Normalmente, na fase adulta a gente faz mais testes, porque o adulto tende a já saber as respostas esperadas. Então, para que tenha uma informação mais fidedigna, a gente faz teste contra teste, ou seja, a gente pega dois ou três testes que avaliam a mesma coisa e faz com esse adulto para ter a prova e contraprova.

Quem fecha o diagnóstico não é o psicólogo, é o médico neurologista ou psiquiatra. Mas a contribuição da avaliação, seja de marcos de desenvolvimento infantil, seja uma avaliação neuropsicológica, é muito importante. Esse profissional vai sugerir um diagnóstico baseado em observações concretas, quantitativas e qualitativas. Então, na avaliação clínica, o médico vai fechar, ou não, o diagnóstico, usando os critérios dos manuais DSM-5, da CID-10 e CID-11.

Há diferença entre o teste para crianças e para adultos?

Sim. Os testes aplicados nas crianças são muito mais lúdicos, e a gente tem um repertório de testes para crianças que ainda não falam.

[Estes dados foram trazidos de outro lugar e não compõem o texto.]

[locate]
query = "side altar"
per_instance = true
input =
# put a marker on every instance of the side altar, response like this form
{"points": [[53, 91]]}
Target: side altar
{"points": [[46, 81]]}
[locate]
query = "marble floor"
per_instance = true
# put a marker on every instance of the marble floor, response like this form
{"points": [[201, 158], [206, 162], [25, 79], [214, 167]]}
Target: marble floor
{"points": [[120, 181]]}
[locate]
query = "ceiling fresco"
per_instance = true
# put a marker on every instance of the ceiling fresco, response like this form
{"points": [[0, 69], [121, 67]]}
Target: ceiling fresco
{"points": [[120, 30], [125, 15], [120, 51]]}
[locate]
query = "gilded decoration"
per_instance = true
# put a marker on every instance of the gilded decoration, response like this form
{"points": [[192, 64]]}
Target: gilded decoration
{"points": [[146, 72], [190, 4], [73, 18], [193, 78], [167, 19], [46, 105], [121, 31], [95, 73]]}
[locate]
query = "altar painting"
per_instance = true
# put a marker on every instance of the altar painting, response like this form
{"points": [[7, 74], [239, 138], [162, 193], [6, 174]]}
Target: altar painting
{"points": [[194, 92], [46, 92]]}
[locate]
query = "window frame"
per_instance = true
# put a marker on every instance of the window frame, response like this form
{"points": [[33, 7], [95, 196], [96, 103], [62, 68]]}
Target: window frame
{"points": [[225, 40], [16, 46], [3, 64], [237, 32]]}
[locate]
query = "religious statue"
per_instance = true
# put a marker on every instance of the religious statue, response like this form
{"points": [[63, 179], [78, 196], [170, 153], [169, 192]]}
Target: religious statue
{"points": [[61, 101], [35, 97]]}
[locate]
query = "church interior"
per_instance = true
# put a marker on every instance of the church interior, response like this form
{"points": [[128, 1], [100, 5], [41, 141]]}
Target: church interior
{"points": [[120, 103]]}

A gente tem testes específicos da parte de psicologia, da parte motora, da parte de fonoaudiologia e testes neuropsicológicos.

Quanto mais a criança se desenvolve, os testes vão ficando mais complexos, porque a gente espera um desenvolvimento mais complexo. Em adolescentes e adultos, a gente avalia muito a função executiva, habilidades sociais, a parte de teoria da mente e de tomada de perspectiva.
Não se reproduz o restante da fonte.